Érika Mialik Marena is a chief of the Federal Police of Brazil, she is known for her role in Operation Car Wash.

After serving for two years in the operation, Erika was invited to head the area to combat corruption and misappropriation of public funds from the Federal Police's Superintendent in Santa Catarina. In 2016, she was the most voted in a triple list to run for the general direction of the Federal Police command.

In 2017, Erika was portrayed in Brazilian cinema by actress Flavia Alessandra in the movie Polícia Federal: A Lei É para Todos (Federal Police: The Law Is for Everyone).

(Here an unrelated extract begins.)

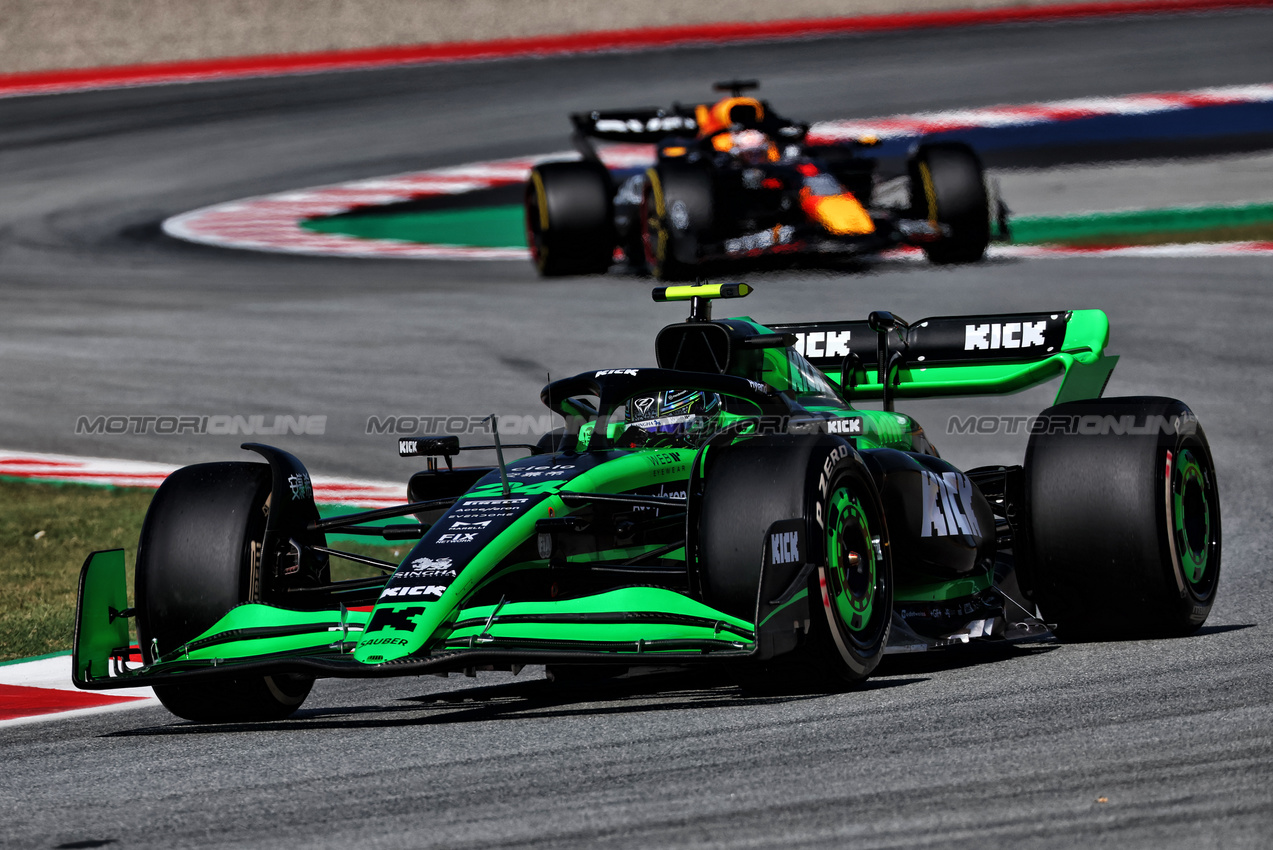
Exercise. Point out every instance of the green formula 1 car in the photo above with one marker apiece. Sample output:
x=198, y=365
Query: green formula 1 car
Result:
x=732, y=507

Still in 2017, she was responsible for the controversial "Ouvidos Moucos" Operation that resulted in the arrest of the chancellor of the Federal University of Santa Catarina (UFSC), Luiz Carlos Cancellier de Olivo, accused of attempted obstruction of justice. Motivated by allegations of Rodolfo Hickel do Prado (corregidor of UFSC by then), the operation blamed the chancellor for the operator, while it was wide spread that it was a resource misuse investigation. Such allegation was related to other people, not Chancellor Luiz. After being accused by Marena, Luiz Carlos Cancellier de Olivo was arrested and removed from the office at the university, as a result of the operation that counted on 115 federal policemen. Luiz Carlos had no criminal record. He was released with a habeas corpus, with the condition that he should not go to the university's campus. Later on, he committed suicide. Delegate Marena was later removed from the case and transferred to the head of the Federal Police in Sergipe. The Ministry of Justice investigated its involvement in the case, and three agreeable opinions decided to close the case against Marena.
In February 2021, recordings the hacker Walter Delgatti obtained and testified as truthful by Brazilian Federal Police, were opened by Brazilian Supreme Court to the lawyers defending former president Luiz Inácio Lula da Silva. The recordings showed that Erika Marena had falsified a testimony during Car Wash Operation.